Inventorying IP isn’t like counting how many widgets you have sitting in your warehouse (so you know when it’s time to order more). It’s more like a check-up or a report card so you can determine your business’s strengths and weaknesses and think about how you can do better.
Types of IP
Most IP falls into one of the following categories:
Patents and patent applications: for machines/devices, tools, software, business methods, new plant species, bioengineered animals (like the Harvard mouse), formulations, and improvements to all of the above
Design patents and applications: for the physical appearance of an object (like the rounded corners on the original iPhone)
Copyrights: for works of authorship, including software, publications, website contents, marketing materials, etc.
Trademarks: for words, logos, colors, and even shapes and smells used to identify the origin of products and services
Trade Secrets: financial, business, technical, engineering, or other information, including plans, methods, processes, formulas, recipes, etc. that confer economic advantages and which the company has made efforts to keep confidential
Mask Work Rights: for mask works that are fixed in semiconductor chips
Most companies have some or all of these IP rights, but many don’t really understand what they have, how best to protect their rights, and what their rights are worth.
An IP audit can be a major undertaking, especially if a company is large and has many types and items of IP spread over several divisions.
The first step is to make the business case for why you need the audit: to maximize value from the company’s IP investment and to mitigate risk. This business case then can be used to obtain buy-in from the relevant stakeholders.
The company will need to use some kind of database to record the details about its IP inventory. This type of database can be created in-house or special software tools can be licensed from companies like Anaqua.
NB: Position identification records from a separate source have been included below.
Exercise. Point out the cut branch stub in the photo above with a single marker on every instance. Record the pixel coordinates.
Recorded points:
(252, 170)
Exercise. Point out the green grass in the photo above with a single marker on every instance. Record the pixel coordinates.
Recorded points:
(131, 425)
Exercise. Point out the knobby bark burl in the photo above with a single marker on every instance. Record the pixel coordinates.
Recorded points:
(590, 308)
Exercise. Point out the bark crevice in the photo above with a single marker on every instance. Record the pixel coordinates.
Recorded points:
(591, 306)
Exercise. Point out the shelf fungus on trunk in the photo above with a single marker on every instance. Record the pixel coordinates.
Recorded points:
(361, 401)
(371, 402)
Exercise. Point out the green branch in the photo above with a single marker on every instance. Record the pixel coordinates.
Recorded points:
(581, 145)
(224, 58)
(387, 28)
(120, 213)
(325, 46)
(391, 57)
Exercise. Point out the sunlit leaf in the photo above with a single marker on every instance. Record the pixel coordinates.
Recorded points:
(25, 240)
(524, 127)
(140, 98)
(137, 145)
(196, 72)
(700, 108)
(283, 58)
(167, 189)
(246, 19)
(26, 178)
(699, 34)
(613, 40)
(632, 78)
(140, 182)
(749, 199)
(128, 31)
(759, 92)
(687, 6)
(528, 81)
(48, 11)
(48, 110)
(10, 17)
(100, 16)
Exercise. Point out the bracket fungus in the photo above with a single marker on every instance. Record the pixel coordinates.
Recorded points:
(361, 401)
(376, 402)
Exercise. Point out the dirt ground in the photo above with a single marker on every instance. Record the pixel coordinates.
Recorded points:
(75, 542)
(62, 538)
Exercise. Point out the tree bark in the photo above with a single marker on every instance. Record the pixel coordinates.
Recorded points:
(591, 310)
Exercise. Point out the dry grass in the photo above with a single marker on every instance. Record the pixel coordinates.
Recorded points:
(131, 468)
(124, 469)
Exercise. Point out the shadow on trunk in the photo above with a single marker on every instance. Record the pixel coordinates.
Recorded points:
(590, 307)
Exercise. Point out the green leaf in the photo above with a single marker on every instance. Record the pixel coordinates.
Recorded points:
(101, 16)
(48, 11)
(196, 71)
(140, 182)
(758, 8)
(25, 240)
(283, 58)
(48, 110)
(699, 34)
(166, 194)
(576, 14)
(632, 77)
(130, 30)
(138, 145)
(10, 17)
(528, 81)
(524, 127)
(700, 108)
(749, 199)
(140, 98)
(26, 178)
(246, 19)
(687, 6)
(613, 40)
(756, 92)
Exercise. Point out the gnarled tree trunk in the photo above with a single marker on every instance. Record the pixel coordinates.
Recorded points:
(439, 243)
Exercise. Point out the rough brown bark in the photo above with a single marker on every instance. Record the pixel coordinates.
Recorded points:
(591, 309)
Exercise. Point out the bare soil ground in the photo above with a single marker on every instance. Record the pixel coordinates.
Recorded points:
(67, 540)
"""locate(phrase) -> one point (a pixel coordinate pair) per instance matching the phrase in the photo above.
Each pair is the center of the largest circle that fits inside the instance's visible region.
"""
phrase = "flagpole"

Then the company will need a plan and schedule for performing the audit.
An IP audit will typically involve steps like:
- Listing all the company’s patents and patent applications, with information about whether they’re being used in products/services or not, which product/service lines they’re part of, when they were filed, when they expire, whether they’re being licensed, and how much revenue they’re producing.
- Listing all the company’s registered trademarks and service marks, noting which products/services they apply to, whether they’re in active use, and whether they’re being licensed and for how much.
- Determining what software the company is using and what was created in-house and what is being licensed from third-parties. Making sure that all software used in the business (including on bring-your-own devices) is legal, up-to-date, and properly licensed.
- Reviewing which trade secrets are important to the company and what steps are being taken to protect them.
Once a company knows what IP it owns, it can take better steps to protect it. For example,
- Are inventors within the company keeping good patent logs, and is the company filing patent applications in a timely manner?
- Has the company registered the copyrights for its home-built software, website content, and marketing materials, so it can act quickly against infringers?
- Is the company using appropriate physical and legal protections (including NDAs for all employees and contractors) to protect its trade secrets?
- Is the company on the lookout for pirate products that may be costing it sales and hurting its brand?
- If the company licenses its IP to others, does it audit the licensees regularly to make sure license fees and royalties are being paid properly?
An IP audit can uncover risk factors – like the presence of unlicensed software on the company’s computers. Identifying these risks can allow the company to mitigate them, potentially avoiding expensive litigation.
Ideally, an IP audit should be conducted once a year. But doing any IP audit is better than remaining in the dark about a company’s IP assets.